October 22, 2013 – When you think of Ethiopia, what’s the first thing that comes to your mind? Do you think of it as a place to take a holiday? Most of us probably don’t. And yet that’s what Dr. Beth Trengove did this month when she traveled to Ethiopia with a group of other Christians to perform missionary work. Having just returned, we caught up with Dr. Trengove and asked her to share her experience.
It turns out that this was not a one-time thing: Beth usually performs missionary work at least once every year. “I have as much fun on mission trips as I do on other vacations.” She noted that such travels always instill a strong sense of gratitude within her. She complimented the strong work-ethic and tremendous faith of the Ethiopian people. “The Ethiopian people are very gentle and friendly. Plus, they have awesome coffee!” she commented.
While doing missionary work, she met a small-business owner – a single mother, living with HIV. Far from being despondent, she takes antiretroviral medications – many of which are provided for free by the US government and other charities. She is fortunately relatively healthy. Through other “micro-finance” initiatives (whereby charities give loans directly to individuals, rather than giving aid directly to the government), she was able to start her own coffee stand. Her coffee stand allows her to put her son in school and provide him with a home – something she did not have for many years. While the needs of Ethiopia are great, missionary work absolutely makes a difference.
Beth also visited a center to help people with leprosy. She was particularly inspired by men and women she met there. Far from being a place that just gives out aid and assistance, recipients work, weaving various cloths, which are then beautifully embroidered before being sold. Many of the recipients have lost fingers and toes to leprosy, but continue to work and are grateful for the opportunity to earn a living. Despite their afflictions, these women were happy because Beth and everyone in her group purchased a large number of tablecloths, towels, and potholders. “The craftsmanship was extraordinary: hand-woven and intricately stitched… We were all so happy to support their hard work.”
Dr. Trengove also assisted at an HIV clinic in the northern region of Ethiopia, whereby pregnant women with HIV were given drugs that prevent their unborn children from contracting the virus. “These people have so little, and yet they are so rich in their faith.” Beth went on to stress that these people weren’t looking for handouts but rather new skills and meaningful employment. In Ethiopia, only 30% of woman can read and write, and the average worker only earns between $3 and $4 a day.
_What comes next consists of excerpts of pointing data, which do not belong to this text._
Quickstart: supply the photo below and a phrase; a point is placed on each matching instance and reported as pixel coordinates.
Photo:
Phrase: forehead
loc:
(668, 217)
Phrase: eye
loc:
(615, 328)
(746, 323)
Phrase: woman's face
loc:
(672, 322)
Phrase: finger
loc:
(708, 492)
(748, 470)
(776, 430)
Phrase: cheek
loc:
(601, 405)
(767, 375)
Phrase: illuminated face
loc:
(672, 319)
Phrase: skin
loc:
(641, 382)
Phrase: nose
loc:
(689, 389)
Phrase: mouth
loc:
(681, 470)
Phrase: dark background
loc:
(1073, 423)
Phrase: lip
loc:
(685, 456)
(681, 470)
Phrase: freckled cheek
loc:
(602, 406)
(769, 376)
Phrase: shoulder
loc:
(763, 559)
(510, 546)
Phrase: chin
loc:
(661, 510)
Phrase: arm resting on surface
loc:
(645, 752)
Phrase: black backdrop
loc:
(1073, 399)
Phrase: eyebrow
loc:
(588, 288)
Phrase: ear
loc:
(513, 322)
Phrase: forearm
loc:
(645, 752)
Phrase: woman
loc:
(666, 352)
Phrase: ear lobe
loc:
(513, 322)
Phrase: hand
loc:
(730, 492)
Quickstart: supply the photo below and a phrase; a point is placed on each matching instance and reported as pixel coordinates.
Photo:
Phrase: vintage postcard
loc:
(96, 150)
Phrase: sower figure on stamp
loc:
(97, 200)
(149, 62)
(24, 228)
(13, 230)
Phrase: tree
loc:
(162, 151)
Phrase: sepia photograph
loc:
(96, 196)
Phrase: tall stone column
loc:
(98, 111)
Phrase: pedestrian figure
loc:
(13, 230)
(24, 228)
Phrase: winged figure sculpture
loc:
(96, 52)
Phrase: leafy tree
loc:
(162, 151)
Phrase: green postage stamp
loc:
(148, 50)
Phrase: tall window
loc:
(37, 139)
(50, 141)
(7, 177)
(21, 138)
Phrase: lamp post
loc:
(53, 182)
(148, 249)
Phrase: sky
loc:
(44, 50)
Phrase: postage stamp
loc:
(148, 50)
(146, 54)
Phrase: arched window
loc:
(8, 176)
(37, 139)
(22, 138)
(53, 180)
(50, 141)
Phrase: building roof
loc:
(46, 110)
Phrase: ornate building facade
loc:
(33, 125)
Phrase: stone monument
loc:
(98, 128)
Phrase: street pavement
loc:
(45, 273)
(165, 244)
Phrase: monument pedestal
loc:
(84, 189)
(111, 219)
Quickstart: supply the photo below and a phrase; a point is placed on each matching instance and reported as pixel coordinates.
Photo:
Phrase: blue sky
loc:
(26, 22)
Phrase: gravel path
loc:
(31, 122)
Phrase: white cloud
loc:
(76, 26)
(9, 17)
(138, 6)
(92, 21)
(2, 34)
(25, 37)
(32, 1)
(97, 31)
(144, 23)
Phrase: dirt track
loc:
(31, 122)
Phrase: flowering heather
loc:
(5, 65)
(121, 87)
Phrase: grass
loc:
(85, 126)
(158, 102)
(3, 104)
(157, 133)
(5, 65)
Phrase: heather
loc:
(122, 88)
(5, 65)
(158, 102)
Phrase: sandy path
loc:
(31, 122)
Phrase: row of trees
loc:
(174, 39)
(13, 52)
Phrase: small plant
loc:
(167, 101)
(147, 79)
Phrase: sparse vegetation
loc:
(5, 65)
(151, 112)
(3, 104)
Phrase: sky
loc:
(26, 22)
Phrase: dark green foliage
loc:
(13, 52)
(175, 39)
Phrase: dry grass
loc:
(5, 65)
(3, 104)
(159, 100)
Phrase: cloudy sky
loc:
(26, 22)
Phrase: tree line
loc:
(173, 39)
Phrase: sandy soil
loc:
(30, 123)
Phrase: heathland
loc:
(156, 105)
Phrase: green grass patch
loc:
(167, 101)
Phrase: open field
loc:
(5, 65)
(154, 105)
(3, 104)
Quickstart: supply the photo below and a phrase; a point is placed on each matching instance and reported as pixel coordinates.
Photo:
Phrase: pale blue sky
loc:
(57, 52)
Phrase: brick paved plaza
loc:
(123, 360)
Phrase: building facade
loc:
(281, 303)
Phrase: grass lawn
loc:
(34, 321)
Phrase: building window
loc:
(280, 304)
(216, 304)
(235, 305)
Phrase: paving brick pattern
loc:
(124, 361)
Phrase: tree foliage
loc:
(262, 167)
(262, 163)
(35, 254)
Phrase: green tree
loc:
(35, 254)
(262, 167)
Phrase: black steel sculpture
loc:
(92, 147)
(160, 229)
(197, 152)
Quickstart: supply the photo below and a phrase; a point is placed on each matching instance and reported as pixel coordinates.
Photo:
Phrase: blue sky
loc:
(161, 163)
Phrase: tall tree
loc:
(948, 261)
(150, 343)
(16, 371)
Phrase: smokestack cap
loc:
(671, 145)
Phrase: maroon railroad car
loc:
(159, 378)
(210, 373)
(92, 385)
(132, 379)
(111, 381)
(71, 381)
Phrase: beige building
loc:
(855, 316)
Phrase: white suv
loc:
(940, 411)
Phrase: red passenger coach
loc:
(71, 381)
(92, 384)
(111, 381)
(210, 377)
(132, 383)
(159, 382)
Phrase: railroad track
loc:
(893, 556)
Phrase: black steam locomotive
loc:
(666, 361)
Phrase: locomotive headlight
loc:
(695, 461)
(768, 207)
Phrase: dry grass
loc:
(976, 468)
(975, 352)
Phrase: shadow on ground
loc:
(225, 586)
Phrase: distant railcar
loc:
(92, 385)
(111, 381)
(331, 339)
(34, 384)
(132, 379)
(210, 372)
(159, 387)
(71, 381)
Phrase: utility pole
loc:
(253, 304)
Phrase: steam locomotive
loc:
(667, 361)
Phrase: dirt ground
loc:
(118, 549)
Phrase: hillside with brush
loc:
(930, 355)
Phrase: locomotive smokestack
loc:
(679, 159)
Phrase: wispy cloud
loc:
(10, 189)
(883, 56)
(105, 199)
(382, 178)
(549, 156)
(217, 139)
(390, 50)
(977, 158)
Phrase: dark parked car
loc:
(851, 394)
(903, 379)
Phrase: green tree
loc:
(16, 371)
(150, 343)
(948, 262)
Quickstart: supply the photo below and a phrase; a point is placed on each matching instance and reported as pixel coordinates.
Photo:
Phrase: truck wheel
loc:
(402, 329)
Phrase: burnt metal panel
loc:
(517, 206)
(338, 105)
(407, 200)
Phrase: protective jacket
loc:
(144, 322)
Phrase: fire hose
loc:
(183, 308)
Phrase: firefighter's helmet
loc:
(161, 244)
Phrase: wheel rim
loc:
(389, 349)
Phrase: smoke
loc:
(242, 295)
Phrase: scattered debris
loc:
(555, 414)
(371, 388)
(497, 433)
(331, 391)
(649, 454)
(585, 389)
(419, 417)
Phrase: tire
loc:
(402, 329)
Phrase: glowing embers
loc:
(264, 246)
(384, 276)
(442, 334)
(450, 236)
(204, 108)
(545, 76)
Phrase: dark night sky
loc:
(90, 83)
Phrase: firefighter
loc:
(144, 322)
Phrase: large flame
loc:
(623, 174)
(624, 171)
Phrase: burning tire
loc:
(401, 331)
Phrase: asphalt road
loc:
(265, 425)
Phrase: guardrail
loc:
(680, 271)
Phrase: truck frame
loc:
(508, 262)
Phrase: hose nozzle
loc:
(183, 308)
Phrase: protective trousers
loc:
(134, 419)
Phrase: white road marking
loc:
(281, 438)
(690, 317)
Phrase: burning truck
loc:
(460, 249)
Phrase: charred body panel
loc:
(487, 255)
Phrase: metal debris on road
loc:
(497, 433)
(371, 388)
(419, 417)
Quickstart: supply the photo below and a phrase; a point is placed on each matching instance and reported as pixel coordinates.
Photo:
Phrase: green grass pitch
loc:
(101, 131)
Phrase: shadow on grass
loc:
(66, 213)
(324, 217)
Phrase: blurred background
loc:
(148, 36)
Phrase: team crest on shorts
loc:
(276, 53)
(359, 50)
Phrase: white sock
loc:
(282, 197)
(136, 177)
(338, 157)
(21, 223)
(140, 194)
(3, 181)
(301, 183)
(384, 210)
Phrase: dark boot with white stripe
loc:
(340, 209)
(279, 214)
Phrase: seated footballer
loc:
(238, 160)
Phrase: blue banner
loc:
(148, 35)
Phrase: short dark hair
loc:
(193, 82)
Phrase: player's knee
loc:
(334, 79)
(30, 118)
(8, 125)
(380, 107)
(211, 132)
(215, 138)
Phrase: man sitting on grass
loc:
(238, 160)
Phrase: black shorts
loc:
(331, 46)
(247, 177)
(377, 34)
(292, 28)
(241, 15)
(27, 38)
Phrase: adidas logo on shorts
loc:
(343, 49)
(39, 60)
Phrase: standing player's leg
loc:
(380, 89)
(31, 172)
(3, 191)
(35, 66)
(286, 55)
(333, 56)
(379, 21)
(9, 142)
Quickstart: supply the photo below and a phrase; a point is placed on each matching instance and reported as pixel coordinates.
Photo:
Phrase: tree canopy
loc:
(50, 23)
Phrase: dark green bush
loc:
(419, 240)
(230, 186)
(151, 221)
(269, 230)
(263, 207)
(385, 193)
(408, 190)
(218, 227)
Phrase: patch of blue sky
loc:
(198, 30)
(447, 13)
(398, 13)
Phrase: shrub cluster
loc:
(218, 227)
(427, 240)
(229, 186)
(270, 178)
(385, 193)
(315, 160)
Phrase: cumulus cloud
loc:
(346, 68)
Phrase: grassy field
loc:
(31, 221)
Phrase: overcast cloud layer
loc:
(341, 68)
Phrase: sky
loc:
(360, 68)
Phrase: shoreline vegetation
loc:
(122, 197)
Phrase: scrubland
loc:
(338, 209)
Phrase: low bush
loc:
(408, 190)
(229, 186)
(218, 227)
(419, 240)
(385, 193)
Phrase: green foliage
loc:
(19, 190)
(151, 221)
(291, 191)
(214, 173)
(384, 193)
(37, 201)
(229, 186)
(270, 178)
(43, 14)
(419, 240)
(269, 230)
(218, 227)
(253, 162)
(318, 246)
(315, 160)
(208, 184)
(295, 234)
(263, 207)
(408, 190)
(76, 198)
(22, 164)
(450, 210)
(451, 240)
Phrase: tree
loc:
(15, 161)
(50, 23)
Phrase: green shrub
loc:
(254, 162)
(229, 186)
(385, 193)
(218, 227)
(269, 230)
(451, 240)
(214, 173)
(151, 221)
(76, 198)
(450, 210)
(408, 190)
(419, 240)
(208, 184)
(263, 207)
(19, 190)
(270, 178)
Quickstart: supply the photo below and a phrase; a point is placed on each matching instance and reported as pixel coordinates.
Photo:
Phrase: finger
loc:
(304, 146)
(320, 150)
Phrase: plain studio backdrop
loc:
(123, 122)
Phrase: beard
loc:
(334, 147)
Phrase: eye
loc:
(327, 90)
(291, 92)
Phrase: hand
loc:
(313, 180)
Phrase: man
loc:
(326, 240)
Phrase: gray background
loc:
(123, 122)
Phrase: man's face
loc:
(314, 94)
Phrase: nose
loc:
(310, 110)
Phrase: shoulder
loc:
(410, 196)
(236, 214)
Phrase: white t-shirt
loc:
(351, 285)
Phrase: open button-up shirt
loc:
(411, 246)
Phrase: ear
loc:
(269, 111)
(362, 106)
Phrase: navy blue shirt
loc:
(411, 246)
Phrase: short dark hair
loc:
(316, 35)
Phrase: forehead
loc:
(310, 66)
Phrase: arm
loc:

The need is great, and one can only do so much on any one particular missionary trip, but she stands firm in the knowledge that she’s doing her part in showing Jesus’ love. “As we all join together and do our part – whether it’s praying and lifting up those in need, raising money for a local fundraiser or church mission drive, or traveling to these places yourself, we can make a real difference in people’s lives.”